A tsunami could strike again
2008-03-10 14:01
Paris - "The sea was driven back, and its waters flowed away to such an extent that the deep sea bed was laid bare and many kinds of sea creatures could be seen," wrote Roman historian Ammianus Marcellus, awed at a tsunami that struck the then-thriving port of Alexandria in 365 AD.
"Huge masses of water flowed back when least expected, and now overwhelmed and killed many thousands of people... Some great ships were hurled by the fury of the waves onto the rooftops, and others were thrown up to 3km from the shore."
Ancient documents show the great waves of July 21 365 AD claimed lives from Greece, Sicily and Alexandria in Egypt to modern-day Dubrovnik in the Adriatic.
The tsunami was generated by a massive quake that occurred under the western tip of the Greek island of Crete, experts believe.
Titanic quakes
Until now, the main thinking has been that this quake - as in the Indian Ocean tsunami of December 26 2004 - occurred in a so-called subduction zone.
A subduction zone is where two of the Earth's plates meet. One plate rides over another plate which is gliding downward at an angle into the planet's mantle.
But as the rock becomes brittle and deformed at greater depths, these zones can also deliver titanic quakes, displacing so much land that, when the slippage occurs on the ocean floor, a killer wave is generated.
The 365 AD quake occurred at a point on the 500km long Hellenic subduction zone, which snakes along the Mediterranean floor in a semi-circle from southwestern Turkey to western Greece.
University of Cambridge professor Beth Shaw carried out a computer simulation of the quake, based especially on fieldwork in Crete where the push forced up land by as much as 10m.
Tsunami-generating quake could strike
They estimate the quake to have been 8.3-8.5 magnitude and that its land displacement - of 20m on average - puts it in the same category as the 9.3 temblor that occurred off Sumatra in 2004.

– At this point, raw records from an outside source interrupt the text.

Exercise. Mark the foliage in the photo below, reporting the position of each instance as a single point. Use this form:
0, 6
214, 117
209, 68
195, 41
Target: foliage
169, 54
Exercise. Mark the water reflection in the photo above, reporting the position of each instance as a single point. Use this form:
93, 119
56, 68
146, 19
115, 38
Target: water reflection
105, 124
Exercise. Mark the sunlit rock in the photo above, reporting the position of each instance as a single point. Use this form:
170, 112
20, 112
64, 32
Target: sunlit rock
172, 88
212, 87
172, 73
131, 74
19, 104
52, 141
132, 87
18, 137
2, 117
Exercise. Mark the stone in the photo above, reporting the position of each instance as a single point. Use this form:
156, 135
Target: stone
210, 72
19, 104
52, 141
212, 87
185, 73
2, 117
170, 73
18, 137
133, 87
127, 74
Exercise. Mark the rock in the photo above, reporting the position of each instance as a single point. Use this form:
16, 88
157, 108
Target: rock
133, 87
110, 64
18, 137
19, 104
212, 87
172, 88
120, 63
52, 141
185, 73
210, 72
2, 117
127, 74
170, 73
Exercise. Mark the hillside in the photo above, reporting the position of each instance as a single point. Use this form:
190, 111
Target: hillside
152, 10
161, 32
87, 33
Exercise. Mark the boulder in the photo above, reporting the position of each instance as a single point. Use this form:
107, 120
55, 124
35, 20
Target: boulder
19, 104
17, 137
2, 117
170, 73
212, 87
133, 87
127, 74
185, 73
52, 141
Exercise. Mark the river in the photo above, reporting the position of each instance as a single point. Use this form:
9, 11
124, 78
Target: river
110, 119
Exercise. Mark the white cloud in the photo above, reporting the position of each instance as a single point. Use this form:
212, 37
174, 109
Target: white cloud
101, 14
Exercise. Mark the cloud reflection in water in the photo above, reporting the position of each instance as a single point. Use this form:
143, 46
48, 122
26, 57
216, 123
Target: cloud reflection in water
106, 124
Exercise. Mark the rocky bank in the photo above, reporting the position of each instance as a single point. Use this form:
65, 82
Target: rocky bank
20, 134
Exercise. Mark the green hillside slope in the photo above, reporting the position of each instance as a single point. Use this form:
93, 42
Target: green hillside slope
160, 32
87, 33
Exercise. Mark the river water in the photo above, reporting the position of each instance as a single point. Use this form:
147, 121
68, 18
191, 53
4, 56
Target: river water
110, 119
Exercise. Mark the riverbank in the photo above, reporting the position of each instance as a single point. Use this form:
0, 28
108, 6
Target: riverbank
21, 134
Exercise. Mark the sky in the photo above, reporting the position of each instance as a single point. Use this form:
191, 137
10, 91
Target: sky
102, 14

They conclude the slippage occurred along 100km on a previously unidentified fault that lies close to the surface, just above the subduction zone.
The quake happened at a depth of around 45km - around 30km closer to the surface than would have been likely if the slip had occurred on the subduction fault itself.
After the 365 AD quake, the fault is likely to remain quiet for around 5 000 years.
But if the tectonic structure along the rest of the Hellenic subduction zone is similar, a tsunami-generating quake could strike the eastern Mediterranean in roughly 800 years, the scientists estimate.
"Repetition of such an event would have catastrophic consequences for today's densely populated Mediterranean coastal regions."